The photographs below are those connected to the Young and Roxie Pierce Family of China Creek Texas.
Stephen “Pap” O’Neal
Confederate Veteran Reunions remained numerous even into the early 1900s. The caption at the bottom of this photo is “Confederate Veteran Pap O’Neal”. Aunt Gladys said she remembered Pap donning his Confederate garb as shown here preparing for one of the reunions. Uncle Earl described Pap O’Neal as a “prince of a man”. Both grandfathers O’Neal and Thomas Early Brown were Confederate veterans and both had been captured by the north. Both men had lost their wives by 1914 and both soon moved into the Young Pierce home. Gladys said there was some animosity between the two grandparents as Grandpa Brown had signed allegiance to the north after being captured. Incidentally almost all POWs of the north were required to sign those oaths. Pap O’Neal had been captured and returned to his unit in a rare prisoner exchange. Gladys said the two men costantly re-fought the civil war on their front porch. She said that when they came in from the fields the two would be seperated one on each end of the porch and the kids would say “Uh Oh. Pap and Grandpa have been fighting the war again”. Gladys believed that animosity was a result of Grandpa Brown getting a little better pension because he signed the allegiance. In any case the kids favored Pap because he always had some candy in his pocket. Gladys also thought father-in-law Brown was a bit hard on Young and she remembered in particular her father being scolded for leaving the front gate open. She remembered him saying a good farmer always keeps his gates closed.

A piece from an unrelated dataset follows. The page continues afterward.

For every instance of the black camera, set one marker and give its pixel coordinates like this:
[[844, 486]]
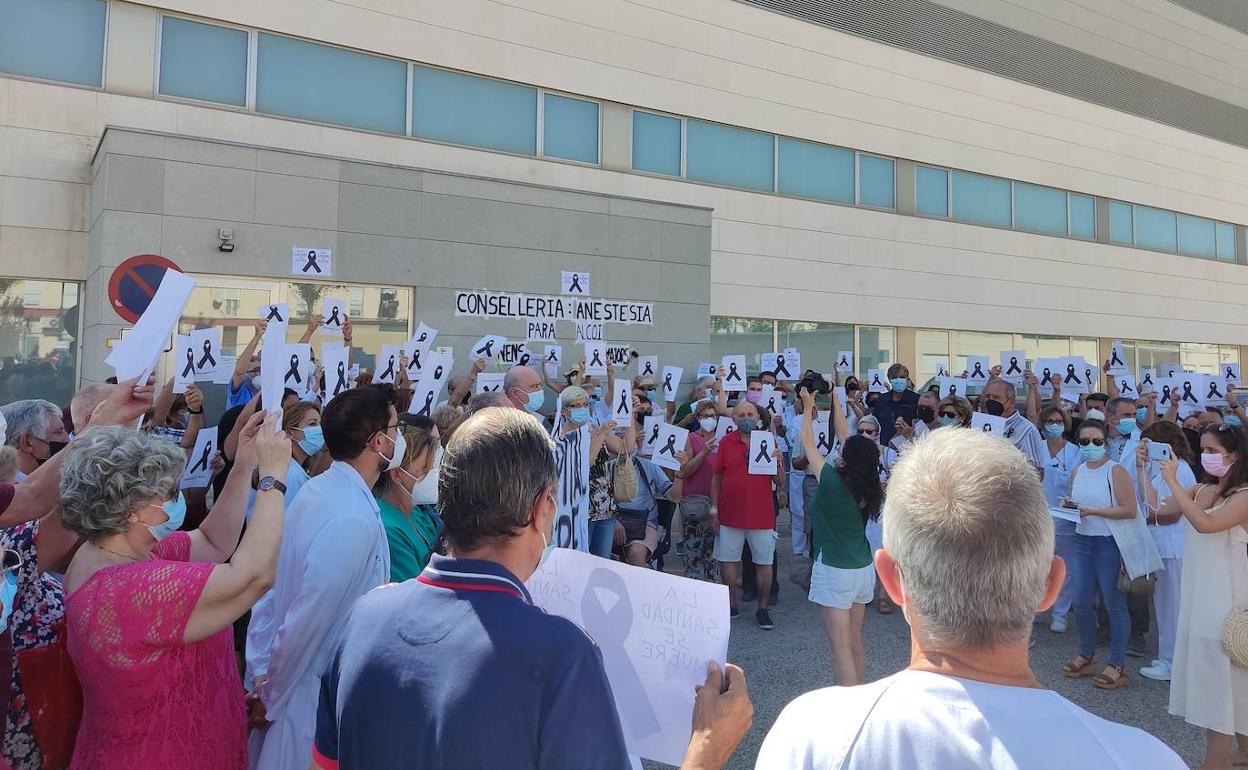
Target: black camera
[[815, 383]]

Armelia’s Children and Pap O’Neal – David, Martha Matilda, Stephen (Pap) O’Neal, Mary Luritta O’Neal and Young Pierce Jr.

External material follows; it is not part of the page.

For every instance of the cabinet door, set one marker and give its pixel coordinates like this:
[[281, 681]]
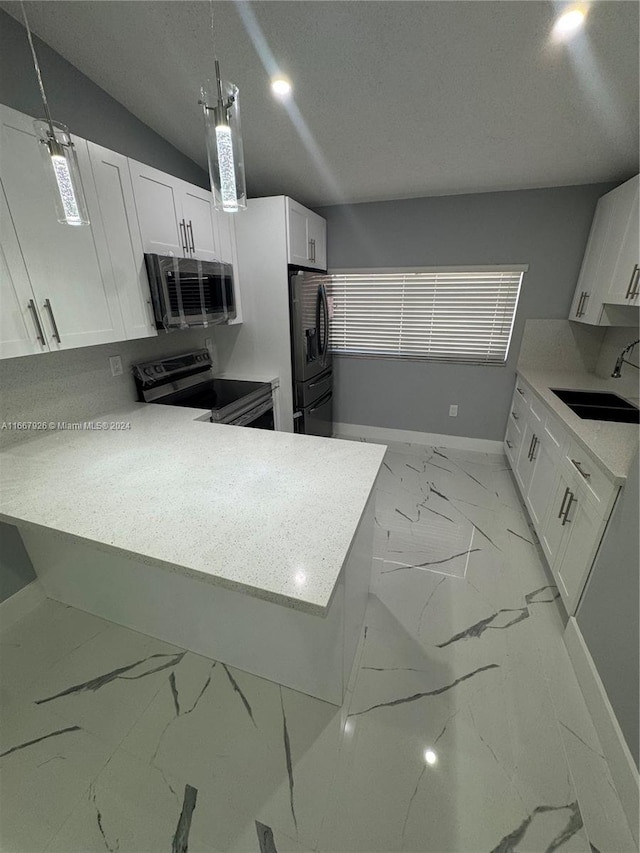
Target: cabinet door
[[318, 240], [625, 285], [20, 334], [200, 221], [587, 301], [158, 199], [298, 234], [554, 532], [124, 243], [63, 262], [229, 254], [585, 528]]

Standing are Martha Matilda and Mary Luritta O’Neal who were born after Pap O’Neal returned from the Civil War. On the bottom row sitting is David O’Neal who was born before Stephen left for the Civil War. He came home from the war in 1864. In 1863 his Company F was decimated in a battle in Arkansas and Stephen was captured but returned to duty about 6 months later in a rare prisoner exchange. Most of the men in Company F died in that battle but Stephen lived until 1926. Young Pierce is sitting on the right.

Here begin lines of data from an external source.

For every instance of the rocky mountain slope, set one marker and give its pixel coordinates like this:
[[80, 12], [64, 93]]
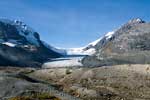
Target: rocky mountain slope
[[20, 45], [129, 44]]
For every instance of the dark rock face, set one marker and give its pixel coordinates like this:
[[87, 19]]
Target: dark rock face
[[128, 45], [21, 46]]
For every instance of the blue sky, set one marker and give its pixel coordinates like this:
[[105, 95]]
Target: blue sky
[[74, 23]]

Armelia’s Children – David, Martha Matilda, Mary Luritta O’Neal and Young Pierce Jr.
These are the same people minus Papo O’Neal as in the photo above except several years later. Young Pierce Jr. (top right) was born in July 1859, four months after his father was killed by Comanches. In 1861 Armelia married Stephen (Pap) O’Neal and their first child David O’Neal was born in December. Stephen then went off to war. Matilda was born in 1866 and married our grandmother Roxie’s older brother William Early Brown. They had 11 children two of which were twins. Luritta was born in 1871 and our family called her Aunt Ritter. David O’Neal was the father of 13 children, three of which died in infancy. Young and Roxie were very close to these families, Young having been raised by Pap and Armelia alongside Armelia’s other three children.
Eldon Pierce Age 5 – Mr. Melton’s Bus
This is the bus for the Sundown Independent School District in Hockley County. This was the first school in West Texas that Ernest was hired for. He was the superintendant and Abia taught first grade. Mr. Melton was a farmer, school board member, and family friend. It was here that the Ernest Pierce family met the Glimps, also farmers, who were lifetime friends that later moved to Lampasas.
Joe and Roxie (Pierce) Wilcox – 1946
Joe was still in uniform in 1946 but about this time he resigned from the peace-time Navy in Washington and started a weekly newspaper called The Coulee City News. Roxie and Curt were living in Lubbock where they both were attending Texas Tech.